No. 171: Floater. Perhaps emboldened by her ambitious neighbour's titanic wrestlings with impossible sculptural projects, Abigail, the landscape painter whose studio was right next door, decided to try her own hand at sculpture--and was mighty pleased with the result She was so pleased, in fact, that she called her friend, a potter named Docile Limoge, to come over for a look. Docile was predictably impressed. He's very big, isn't he!" she whispered to Abigail--as if the figure were somehow sentient enough to overhear her. "He is," said Abigail, "but he's also very light. He's carved from balsa wood. It's almost as if he 's not there." "He seems there enough to me," whispered Docile, trying not to stare at the impassive figure--who was wearing bathing trunks and appeared to be bobbing on water in a red floatation device--even though Abigail had merely suspended him from the studio ceiling with transparent fishing line. "I think he turned out pretty well," Abigail told her friend. "I think so too," agreed Docile. "Are you going to make another one?" Abigail told her she was. "Maybe you should make him nude next time," said Docile wistfully.
No. 170. Icebreaker. It had grown very hot in the past few days and and as a result, he felt compelled to turn on the air-conditioner in his studio.
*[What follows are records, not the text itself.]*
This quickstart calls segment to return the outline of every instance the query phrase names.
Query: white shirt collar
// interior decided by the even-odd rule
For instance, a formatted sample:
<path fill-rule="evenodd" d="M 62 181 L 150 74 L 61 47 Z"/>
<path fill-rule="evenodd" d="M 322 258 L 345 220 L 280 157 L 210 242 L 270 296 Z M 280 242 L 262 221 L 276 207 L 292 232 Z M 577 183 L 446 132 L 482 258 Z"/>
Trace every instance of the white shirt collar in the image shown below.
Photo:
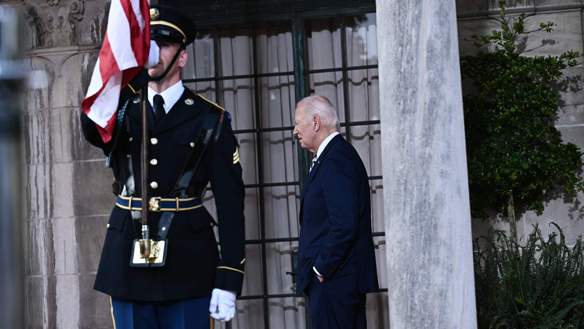
<path fill-rule="evenodd" d="M 182 84 L 182 80 L 179 80 L 178 82 L 172 85 L 160 93 L 160 95 L 164 99 L 164 112 L 168 113 L 172 106 L 176 102 L 180 99 L 183 93 L 185 92 L 185 86 Z M 154 96 L 158 95 L 158 92 L 150 87 L 148 88 L 148 101 L 150 102 L 150 106 L 152 109 L 154 108 Z"/>
<path fill-rule="evenodd" d="M 321 143 L 321 146 L 318 147 L 318 151 L 317 151 L 317 158 L 321 157 L 321 154 L 322 153 L 322 151 L 325 150 L 325 148 L 326 147 L 327 145 L 328 145 L 328 143 L 329 141 L 331 141 L 331 140 L 332 140 L 335 136 L 338 135 L 340 133 L 339 133 L 339 131 L 335 131 L 334 133 L 329 135 L 329 137 L 325 138 L 325 140 L 322 141 L 322 143 Z"/>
Dismayed at how cold it got and how quickly (he hated air conditioning), he then ordered the delivery of an enormous block of ice and--his hands freezing all the while--proceeded to carve a hefty ice sculpture--a battleship. He found it ruefully amusing that despite the cold (he could sometimes see his breath), the damned ship began to melt anyhow, its edges inexorably softening and its stalwart contours rounding and beginning to drip. After an hour of this humiliation--for so he saw it--he decided to make what he could of the situation, breaking off a shard of the starboard bow and plopping it into a tall gin and tonic--which he then carried outside into the sunlight.
No. 169. The Dunciad Ascendency. Deeply disturbed by society's relentless and dispiriting Dumbing Down, he repaired, a month ago, to his studio--which he was beginning to regard as part oasis, part outpost and part fortress--and, for several hectic weeks, laboured on this giant painted photo-mural. The thing was ornate, overworked and teeming with desperate if extraneous incident. He had built it as an elaborate shrine to stupidity. It's main objective, pictorially speaking, was to provide a kind of altar (hopefully a pyre) upon which was positioned an elaborately wrought Dunce's Cap, the essential, if archaic, symbol of vicious vacuity, wilful ignorance, intellectual depletion and moral emptiness. What was he to do with it? Nothing, he supposed. There was nobody to show it to. Tomorrow morning, he would begin taking it apart.